Having demonstrated the foolishness of the question “what sort of body will be raised.” by showing that the resurrection body will be different to our current bodies, Paul goes on in verses 50-57 to lay out the positive side, a beautiful and inspiring vision of what is to come – when we will truly see the reality of the defeat of death for ever and which comes to it’s glorious conclusion:
“Thanks be to God! He gives us the victory through our Lord Jesus Christ.”
Then, in v58 we get a brief summary and conclusion of Paul’s argument, with the out workings of the implications of all that Paul has said about the reality of Jesus’ resurrection, and what that means about our own resurrection.
“Stand firm – give yourself fully to the work – because you know that your labour in the Lord is not in vain.”
This week in Morning Prayer, we have been reading our way through the beginning of the book of Ecclesiastes. It has been slightly hard going. One of the major themes in that book is Solomon’s contention that “all is vanity and a chasing after wind” and, in particular, toil is meaningless because after our lives of work and toil we return to dust, and all that fruit of that work goes to someone else and, in the end, is forgotten.
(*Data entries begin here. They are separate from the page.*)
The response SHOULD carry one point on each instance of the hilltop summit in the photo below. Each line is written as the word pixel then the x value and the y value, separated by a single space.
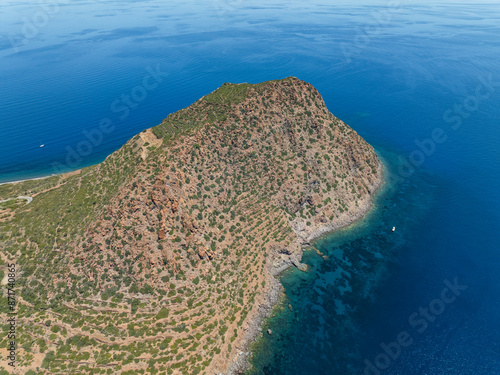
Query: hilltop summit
pixel 163 257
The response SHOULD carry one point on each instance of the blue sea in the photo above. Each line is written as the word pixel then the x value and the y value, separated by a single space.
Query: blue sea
pixel 419 80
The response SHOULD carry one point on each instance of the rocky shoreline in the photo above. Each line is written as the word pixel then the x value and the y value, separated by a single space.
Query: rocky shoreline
pixel 274 292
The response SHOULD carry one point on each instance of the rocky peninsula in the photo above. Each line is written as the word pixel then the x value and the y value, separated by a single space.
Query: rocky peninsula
pixel 163 259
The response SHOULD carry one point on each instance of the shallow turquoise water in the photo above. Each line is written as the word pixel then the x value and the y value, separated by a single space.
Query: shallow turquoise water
pixel 399 75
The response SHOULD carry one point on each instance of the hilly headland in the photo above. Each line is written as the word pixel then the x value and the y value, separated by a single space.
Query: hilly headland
pixel 163 258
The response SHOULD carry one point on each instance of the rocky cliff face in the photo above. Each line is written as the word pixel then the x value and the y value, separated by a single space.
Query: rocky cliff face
pixel 170 270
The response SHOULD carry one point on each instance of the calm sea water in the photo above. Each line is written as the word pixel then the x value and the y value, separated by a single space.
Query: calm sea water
pixel 420 81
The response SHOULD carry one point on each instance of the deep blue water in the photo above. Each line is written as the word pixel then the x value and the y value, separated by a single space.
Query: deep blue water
pixel 399 75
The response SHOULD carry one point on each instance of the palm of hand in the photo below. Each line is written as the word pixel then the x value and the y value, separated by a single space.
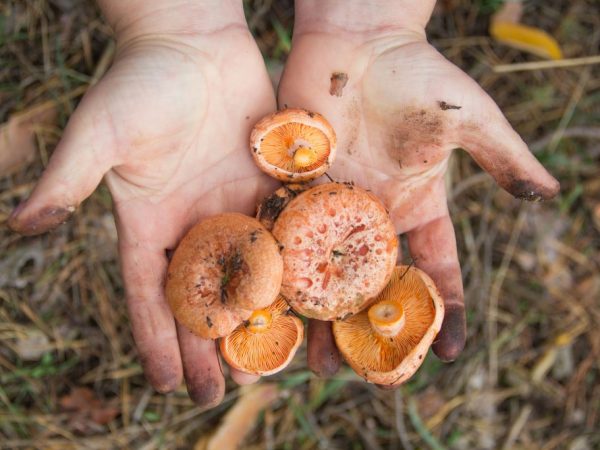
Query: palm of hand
pixel 398 117
pixel 168 128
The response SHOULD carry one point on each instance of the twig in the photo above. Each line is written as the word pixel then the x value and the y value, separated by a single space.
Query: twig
pixel 540 65
pixel 400 427
pixel 570 110
pixel 517 427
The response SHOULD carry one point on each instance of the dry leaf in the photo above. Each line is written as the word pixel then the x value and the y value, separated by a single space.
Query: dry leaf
pixel 505 28
pixel 240 419
pixel 17 137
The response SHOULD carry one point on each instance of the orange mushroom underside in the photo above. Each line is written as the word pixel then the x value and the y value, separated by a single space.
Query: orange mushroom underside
pixel 293 144
pixel 388 341
pixel 266 342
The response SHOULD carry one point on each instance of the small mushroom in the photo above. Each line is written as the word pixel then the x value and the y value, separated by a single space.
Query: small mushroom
pixel 224 268
pixel 387 342
pixel 266 343
pixel 293 145
pixel 339 250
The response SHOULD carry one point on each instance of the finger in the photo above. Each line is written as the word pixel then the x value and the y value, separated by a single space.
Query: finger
pixel 243 378
pixel 323 357
pixel 433 248
pixel 203 376
pixel 500 151
pixel 152 322
pixel 76 167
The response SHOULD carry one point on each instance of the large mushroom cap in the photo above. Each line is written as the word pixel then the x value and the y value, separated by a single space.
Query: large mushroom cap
pixel 293 145
pixel 387 342
pixel 266 342
pixel 339 250
pixel 224 268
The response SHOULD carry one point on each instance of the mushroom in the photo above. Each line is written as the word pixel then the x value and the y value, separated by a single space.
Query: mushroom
pixel 387 342
pixel 223 269
pixel 293 145
pixel 339 250
pixel 265 343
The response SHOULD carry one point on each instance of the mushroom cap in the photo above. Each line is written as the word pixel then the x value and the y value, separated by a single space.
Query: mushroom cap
pixel 267 342
pixel 392 359
pixel 293 145
pixel 224 268
pixel 339 250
In Ecclesiastes 2:21 the writer asks a question,
“What do people get for all their toil and anxious striving with which they labour under the sun?”
To which Paul answers, “Because we know that Christ was raised, we can trust that we will be raised, and so the work we do now for him and his kingdom has eternal significance. We don’t have to be anxious or strive, but we are to stand firm and get on with the works that God has prepared for us to do.”